"I have been recognizing it for some time. I have felt that He was jealous of my happiness. You know it says: 'For I the Lord thy God am a jealous God.' He admits it Himself. So He took vengeance on me through His power and killed my parents just to show me that He could! But if He thinks that I am going to kneel down and thank Him for murder, and love Him for ruining my life--"

A steel blue light seemed to blaze from the girl's eyes as she thus raised her tiny hand and shook it at her Creator.

Cousin Lois burst into tears. Carolina viewed her without sympathy.

"I am so little," she said, suddenly. "It is a brave thing for God to pit His great strength against mine, isn't it? Listen to me, Cousin Lois, I am done with religion from now on. I will never say another prayer as long as I live. The worst has happened to me which could happen. Nothing more counts."

It was while she was in this terrible state of mind that Mrs. Winchester took charge of her.

Sherman and his wife came over for the funeral of their father, and before they could so arrange their affairs as to be able to leave for home, they were called upon to bury, instead of try to console, their mother.

Neither Carolina nor Mrs. Winchester liked Adelaide, Sherman's wife. She was selfish and ignorant, but, with true loyalty to their own, they never expressed themselves on the subject, even to each other.
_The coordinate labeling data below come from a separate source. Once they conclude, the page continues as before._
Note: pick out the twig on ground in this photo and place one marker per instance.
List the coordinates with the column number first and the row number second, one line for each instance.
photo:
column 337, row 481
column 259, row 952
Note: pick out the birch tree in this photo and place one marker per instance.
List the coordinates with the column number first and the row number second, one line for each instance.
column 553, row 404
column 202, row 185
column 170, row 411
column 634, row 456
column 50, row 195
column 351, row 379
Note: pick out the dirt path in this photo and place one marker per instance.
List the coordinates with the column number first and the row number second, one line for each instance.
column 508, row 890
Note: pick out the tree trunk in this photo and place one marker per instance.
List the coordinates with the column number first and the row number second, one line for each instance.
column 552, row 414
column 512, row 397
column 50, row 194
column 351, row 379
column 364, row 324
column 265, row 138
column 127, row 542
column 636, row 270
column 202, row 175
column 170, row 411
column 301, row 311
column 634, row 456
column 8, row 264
After the period of mourning was over, they accepted her invitation to visit her, and spent a month in New Work. Then, with no explanation whatever, Mrs. Winchester and Carolina went abroad and travelled--travelled now furiously, now in a desultory way; now stopping for one month or six; now hurrying away from a spot as if plague-stricken--all at Carolina's whim.

It was a strange life for an ardent young American to lead, but Noel St. Quentin and Kate Howard, who knew Carolina best, shook their heads, and fancied that the two travellers found in Mrs. Sherman Lee their incentive to remain away from America so long and so persistently.

Mrs. Winchester and Carolina were an oddly assorted pair, but their very dissimilarity made them congenial.

Mrs. Winchester was a woman who merited the attention she always received.